Re: LSH was UAE Option

From: William McIntosh (wdmcintosh@charter.net)
Sat Aug 28 09:28:13 2004


Morcellating in situ is tricky. In all the lectures I have attended about this procedure, it was listed as what you try when you can't get around the fibroids or whatever to isolate the uterine vessels, so you are trying to tissue reduce to avoid procedure conversion to an open case. The only time I tried it, it was a bloodbath. I got it done, but I will very hesitant to try it again. The efficiency of your morcellator is the real key to this LSH. I have the Gynecare II, and I am very pleased. I have morcellated out some 20 week sized uteri in just 5-10 minutes. To be honest, the time for morcellation for me seems to have more to do with whether I can get the "apple peel" thing going on a given day. The ones that take longer than 5-10 minutes are the ones where I chew it to pieces, and then have to go retrieve all the little bits.
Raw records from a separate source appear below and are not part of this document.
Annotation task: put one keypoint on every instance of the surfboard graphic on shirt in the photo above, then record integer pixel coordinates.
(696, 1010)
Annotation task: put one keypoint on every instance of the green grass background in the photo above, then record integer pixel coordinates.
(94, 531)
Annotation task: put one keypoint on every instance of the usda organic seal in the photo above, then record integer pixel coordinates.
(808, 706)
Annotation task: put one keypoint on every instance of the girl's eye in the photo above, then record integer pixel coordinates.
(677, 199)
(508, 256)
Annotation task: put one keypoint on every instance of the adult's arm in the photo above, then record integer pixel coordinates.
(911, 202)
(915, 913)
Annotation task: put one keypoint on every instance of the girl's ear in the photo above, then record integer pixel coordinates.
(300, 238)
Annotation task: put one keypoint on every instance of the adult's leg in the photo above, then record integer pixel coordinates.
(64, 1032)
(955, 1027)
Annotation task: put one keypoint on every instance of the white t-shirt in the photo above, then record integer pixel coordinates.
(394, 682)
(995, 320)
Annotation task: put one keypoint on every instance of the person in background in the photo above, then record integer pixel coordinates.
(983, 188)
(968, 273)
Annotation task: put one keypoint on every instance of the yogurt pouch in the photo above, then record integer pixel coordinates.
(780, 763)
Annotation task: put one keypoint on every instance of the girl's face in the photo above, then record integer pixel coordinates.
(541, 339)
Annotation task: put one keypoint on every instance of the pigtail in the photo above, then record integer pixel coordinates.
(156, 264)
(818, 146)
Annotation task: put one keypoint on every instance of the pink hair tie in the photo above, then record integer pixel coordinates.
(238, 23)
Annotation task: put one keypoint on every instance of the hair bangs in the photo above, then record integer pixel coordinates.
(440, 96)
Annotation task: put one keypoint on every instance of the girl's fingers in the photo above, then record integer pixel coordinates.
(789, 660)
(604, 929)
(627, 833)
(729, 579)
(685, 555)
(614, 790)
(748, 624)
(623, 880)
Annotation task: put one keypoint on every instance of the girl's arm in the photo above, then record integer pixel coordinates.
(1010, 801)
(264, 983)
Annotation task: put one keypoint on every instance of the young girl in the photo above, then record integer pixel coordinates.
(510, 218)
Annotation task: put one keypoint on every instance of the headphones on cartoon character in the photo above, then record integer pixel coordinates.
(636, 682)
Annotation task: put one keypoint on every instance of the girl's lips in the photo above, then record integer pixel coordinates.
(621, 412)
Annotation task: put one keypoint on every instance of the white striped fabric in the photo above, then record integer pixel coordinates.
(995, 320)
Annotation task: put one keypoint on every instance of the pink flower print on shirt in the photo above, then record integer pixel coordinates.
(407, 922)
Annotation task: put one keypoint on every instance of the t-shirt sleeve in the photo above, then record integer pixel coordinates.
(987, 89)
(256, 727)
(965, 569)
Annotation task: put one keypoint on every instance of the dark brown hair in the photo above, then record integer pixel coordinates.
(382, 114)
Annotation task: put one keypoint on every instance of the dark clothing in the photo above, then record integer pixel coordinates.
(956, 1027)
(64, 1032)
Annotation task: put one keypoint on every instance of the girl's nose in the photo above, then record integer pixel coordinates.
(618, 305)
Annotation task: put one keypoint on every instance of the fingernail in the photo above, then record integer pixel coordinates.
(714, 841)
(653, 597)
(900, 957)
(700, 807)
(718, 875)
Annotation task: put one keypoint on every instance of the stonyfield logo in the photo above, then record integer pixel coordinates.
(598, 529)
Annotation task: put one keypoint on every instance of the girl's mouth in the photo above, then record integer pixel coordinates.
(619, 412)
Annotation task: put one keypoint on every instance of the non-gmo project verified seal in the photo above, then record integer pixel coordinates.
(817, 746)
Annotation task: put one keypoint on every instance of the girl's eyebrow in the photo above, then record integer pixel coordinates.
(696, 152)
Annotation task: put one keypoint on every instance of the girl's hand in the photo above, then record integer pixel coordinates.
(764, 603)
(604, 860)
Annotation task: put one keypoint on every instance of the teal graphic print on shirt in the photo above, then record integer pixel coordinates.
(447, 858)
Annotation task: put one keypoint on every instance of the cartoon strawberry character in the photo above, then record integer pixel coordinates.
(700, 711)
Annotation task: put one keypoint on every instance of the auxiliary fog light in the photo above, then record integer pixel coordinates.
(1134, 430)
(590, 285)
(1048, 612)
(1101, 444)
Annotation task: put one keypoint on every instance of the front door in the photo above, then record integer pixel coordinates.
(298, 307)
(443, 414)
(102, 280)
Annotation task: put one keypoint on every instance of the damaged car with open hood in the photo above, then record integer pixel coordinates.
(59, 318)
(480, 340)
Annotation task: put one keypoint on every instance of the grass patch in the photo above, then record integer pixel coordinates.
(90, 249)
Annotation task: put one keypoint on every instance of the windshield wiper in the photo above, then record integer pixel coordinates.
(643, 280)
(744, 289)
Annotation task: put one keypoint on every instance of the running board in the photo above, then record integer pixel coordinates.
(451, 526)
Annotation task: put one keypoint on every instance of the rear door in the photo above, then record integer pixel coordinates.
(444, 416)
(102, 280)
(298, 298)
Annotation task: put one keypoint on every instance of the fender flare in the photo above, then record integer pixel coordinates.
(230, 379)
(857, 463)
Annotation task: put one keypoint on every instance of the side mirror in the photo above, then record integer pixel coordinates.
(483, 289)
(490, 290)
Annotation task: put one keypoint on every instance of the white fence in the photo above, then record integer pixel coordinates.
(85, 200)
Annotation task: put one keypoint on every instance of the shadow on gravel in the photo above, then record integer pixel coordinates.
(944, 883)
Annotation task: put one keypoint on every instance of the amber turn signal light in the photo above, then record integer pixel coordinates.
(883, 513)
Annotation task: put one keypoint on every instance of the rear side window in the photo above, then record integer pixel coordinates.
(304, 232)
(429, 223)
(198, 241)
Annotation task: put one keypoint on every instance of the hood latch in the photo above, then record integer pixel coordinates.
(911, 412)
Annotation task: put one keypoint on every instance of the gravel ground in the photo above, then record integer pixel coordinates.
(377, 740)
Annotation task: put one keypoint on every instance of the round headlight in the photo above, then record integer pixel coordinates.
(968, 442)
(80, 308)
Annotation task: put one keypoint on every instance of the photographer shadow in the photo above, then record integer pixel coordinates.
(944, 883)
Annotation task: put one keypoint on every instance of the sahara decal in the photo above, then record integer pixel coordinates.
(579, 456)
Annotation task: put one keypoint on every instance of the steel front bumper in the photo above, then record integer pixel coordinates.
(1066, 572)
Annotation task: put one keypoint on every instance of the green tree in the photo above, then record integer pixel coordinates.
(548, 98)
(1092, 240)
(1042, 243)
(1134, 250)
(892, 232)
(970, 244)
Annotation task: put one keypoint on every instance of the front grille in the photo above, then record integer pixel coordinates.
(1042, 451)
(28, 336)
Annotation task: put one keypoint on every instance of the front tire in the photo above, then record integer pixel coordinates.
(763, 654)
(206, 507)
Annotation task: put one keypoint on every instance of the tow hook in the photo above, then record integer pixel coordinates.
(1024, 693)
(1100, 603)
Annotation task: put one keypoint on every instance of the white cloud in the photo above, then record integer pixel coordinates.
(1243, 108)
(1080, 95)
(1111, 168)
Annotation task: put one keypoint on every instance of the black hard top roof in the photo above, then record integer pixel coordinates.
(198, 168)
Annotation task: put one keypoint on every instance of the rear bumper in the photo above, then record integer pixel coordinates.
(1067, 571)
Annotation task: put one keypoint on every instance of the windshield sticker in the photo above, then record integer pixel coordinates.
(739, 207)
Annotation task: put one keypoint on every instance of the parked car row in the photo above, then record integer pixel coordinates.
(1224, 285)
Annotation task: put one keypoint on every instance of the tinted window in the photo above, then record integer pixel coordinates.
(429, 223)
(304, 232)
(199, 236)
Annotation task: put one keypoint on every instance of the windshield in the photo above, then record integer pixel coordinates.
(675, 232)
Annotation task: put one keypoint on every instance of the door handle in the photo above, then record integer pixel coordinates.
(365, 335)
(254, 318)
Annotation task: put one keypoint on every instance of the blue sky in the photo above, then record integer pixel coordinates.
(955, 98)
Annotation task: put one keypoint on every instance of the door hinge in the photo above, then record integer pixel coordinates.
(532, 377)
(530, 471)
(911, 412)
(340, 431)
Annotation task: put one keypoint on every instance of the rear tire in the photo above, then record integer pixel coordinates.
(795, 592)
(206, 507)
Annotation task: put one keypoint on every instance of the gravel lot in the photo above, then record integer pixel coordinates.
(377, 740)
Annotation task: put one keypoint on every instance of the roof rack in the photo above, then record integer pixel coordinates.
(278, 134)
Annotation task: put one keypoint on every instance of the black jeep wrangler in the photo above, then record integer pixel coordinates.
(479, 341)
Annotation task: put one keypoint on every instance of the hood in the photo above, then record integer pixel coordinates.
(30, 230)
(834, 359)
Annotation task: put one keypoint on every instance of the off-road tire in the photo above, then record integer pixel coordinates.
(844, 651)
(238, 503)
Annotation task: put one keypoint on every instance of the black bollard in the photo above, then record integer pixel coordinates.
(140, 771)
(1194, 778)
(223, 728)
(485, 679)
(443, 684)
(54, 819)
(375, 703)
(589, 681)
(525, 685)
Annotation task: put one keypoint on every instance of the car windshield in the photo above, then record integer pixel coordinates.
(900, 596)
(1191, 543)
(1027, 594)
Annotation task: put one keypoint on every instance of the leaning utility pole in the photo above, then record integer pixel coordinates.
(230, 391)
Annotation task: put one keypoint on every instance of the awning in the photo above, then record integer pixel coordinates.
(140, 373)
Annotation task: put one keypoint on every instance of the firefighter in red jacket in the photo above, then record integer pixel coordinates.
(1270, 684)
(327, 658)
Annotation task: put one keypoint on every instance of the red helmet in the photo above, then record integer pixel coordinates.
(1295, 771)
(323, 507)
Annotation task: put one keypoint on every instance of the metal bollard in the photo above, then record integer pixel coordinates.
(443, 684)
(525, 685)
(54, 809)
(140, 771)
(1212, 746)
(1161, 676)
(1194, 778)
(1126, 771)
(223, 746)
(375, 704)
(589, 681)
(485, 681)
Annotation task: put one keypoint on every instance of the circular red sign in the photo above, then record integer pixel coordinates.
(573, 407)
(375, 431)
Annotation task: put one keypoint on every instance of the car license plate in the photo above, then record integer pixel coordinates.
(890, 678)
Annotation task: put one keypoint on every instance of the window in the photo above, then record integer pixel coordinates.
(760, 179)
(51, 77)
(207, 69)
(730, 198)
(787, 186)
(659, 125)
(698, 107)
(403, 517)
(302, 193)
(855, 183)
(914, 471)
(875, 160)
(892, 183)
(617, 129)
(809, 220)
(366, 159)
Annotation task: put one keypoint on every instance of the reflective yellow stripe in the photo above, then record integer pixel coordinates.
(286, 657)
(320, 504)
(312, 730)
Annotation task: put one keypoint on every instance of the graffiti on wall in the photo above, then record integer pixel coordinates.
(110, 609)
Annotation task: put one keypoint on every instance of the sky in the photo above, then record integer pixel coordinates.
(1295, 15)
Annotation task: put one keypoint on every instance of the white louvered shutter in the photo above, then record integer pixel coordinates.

As much as I might like to blame that on the machine, I think that has more to do with me.

--
William D. McIntosh, MD, FACOG
Premier Medical Group
Clarksville, TN
wdmcintosh@charter.net

-----Original Message----- From: ob-gyn-l@obgyn.net [mailto:ob-gyn-l@obgyn.net] On Behalf Of RModugno@aol.com Sent: Friday, August 27, 2004 9:26 PM To: Multiple recipients of list OB-GYN-L Subject: Re: LSH was UAE Option

In a message dated 8/27/2004 9:59:36 PM Eastern Daylight Time, garrys@mindspring.com (Garry E. Siegel, M.D.) writes:

>Larry: > >Agree that the morcellation takes a good while if the uterus is big. > >What is your sequence of events, i.e. > >1.  Secure the infudibulo-pelvis or utero-ovarians and rounds. >2.  Disconnect from the fundus. >3.  Create a bladder flap. >4.  Secure the uterines. >5.  Morcellate in-situ. > >Morcellation while attached (I've never done it) sounds like it might be >easier, as the uterus is held still by its attachment to the cervix. > >On the other hand, it seems like it might bleed more, as normally I >amputate, put the specimen aside in the abdomen, and acheive hemostasis >on the stump and THEN morcellate. > >What do you do? > >Do others leave the uterus attached? > >Garry > >PS--agree with William that someone with good lapscope skills can do >these with a bit of coaching.  That is how I learned, so I guess my >comment is a bit self-serving. > >-- >Garry E. Siegel, M.D. >Private Practice >Roswell, GA >

Went to a meeting at our hospital in Atlanta, where a guy from out of town showed a video where he morcellated the uterus "in situ".

Tom Lyons, one of the "gurus" of LSH was in the audience. He was not pleased with this technique. He believed it was a disaster waiting to happen.